Your son sounds like a pretty typical gifted kid to me, with a pretty typical problem.
I don't know what state you are in, or what that state's laws/requirements are for the service of the gifted. My state recognizes social/emotional needs. And I have an extra certificate in gifted education from UCSanDiego. My experience is that the academic needs are much easier to meet than the social/emotional needs. And it's vital that we meet those more difficult needs; gifted people will continue to face "not fitting in" as adults, throughout their lifetimes.
One way that works well is to cluster the gifted kids together in the same class. This allows them to interact with kids who are more like themselves, and to feel less isolated and "different." I've taught this way very successfully.
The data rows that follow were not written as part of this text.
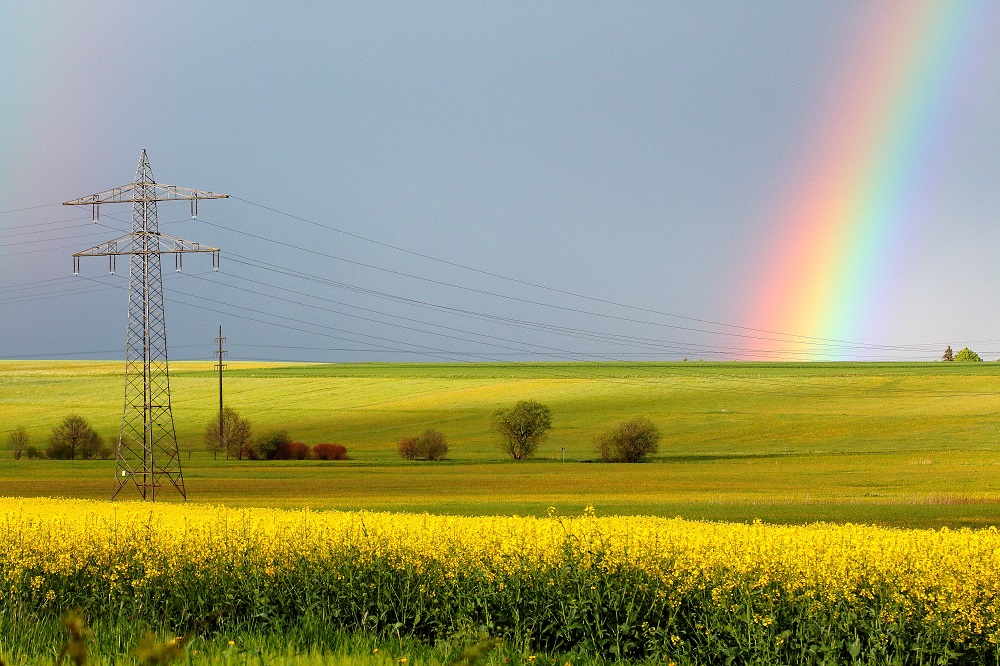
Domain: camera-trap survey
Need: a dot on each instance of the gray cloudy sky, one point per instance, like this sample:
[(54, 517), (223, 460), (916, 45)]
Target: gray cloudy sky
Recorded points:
[(632, 153)]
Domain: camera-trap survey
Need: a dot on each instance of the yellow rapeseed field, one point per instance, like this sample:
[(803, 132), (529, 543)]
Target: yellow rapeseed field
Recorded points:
[(623, 586)]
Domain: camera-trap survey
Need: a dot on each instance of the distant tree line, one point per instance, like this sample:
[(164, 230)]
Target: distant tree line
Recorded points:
[(238, 441), (72, 439)]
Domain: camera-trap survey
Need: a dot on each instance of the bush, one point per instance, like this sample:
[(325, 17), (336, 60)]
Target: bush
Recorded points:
[(265, 447), (329, 452), (968, 355), (292, 451), (18, 440), (522, 428), (431, 445), (629, 441), (73, 438), (409, 448)]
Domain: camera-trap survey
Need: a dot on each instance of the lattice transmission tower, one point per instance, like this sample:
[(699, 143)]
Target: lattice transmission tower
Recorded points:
[(147, 446)]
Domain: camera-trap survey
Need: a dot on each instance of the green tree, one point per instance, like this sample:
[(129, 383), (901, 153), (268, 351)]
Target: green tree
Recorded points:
[(629, 441), (522, 428), (18, 439), (236, 432), (967, 354), (74, 438), (267, 445)]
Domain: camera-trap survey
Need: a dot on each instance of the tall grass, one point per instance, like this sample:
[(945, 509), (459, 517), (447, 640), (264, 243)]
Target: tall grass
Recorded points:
[(611, 588)]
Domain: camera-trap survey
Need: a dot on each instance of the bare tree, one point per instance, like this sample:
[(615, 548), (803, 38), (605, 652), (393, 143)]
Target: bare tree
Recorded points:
[(522, 428), (74, 438), (236, 435), (18, 439), (629, 441)]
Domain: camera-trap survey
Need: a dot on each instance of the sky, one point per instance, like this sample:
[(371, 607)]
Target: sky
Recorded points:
[(512, 181)]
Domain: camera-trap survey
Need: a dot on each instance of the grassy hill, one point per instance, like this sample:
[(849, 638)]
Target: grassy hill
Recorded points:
[(908, 444)]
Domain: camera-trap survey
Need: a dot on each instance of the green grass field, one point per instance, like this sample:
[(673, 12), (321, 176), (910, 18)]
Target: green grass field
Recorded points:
[(898, 444)]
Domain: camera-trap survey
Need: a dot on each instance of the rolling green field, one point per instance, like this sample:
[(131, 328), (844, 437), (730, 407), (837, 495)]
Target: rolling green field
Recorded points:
[(897, 444)]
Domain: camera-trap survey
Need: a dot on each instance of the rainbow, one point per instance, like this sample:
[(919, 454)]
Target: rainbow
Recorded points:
[(867, 174)]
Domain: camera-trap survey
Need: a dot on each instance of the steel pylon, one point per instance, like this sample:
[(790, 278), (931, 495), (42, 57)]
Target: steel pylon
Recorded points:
[(147, 454)]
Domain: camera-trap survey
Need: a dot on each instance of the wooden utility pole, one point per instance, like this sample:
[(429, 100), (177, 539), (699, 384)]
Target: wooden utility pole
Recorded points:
[(220, 365)]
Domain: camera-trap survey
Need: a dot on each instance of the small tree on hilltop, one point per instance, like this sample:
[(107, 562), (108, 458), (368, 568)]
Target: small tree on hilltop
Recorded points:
[(967, 354), (522, 428), (327, 451), (266, 446), (431, 445), (74, 438), (629, 441), (18, 439), (236, 435)]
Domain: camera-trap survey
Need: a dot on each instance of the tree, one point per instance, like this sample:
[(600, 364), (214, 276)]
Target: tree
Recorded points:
[(72, 438), (19, 439), (236, 432), (522, 427), (629, 441), (431, 445), (267, 445), (292, 451), (327, 451), (967, 354)]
Clustered classes often meet with opposition from administrators and teachers; they think it puts all of those "high test-scorers" in one classroom and makes one teacher look better than the rest. Nothing could be further from the truth; many gifted kids don't score well, and don't excel academically because those social/emotional needs have gone unmet!
The first thing for you to do is find out what your state requires in the way of service. The next thing to do is become an advocate at your school site, with your teacher and your administrator, for your son. Then find some other outlets, outside of school for his interests and for his social needs. These kids are out there; look for parent support groups, clubs, etc.
See if your state has organizations for gifted education, and if those organizations include parents. My state has a couple:
CAG is a segment of the national group
and PAGE (Parents for the Advancement of Gifted Education) which I don't have a weblink for.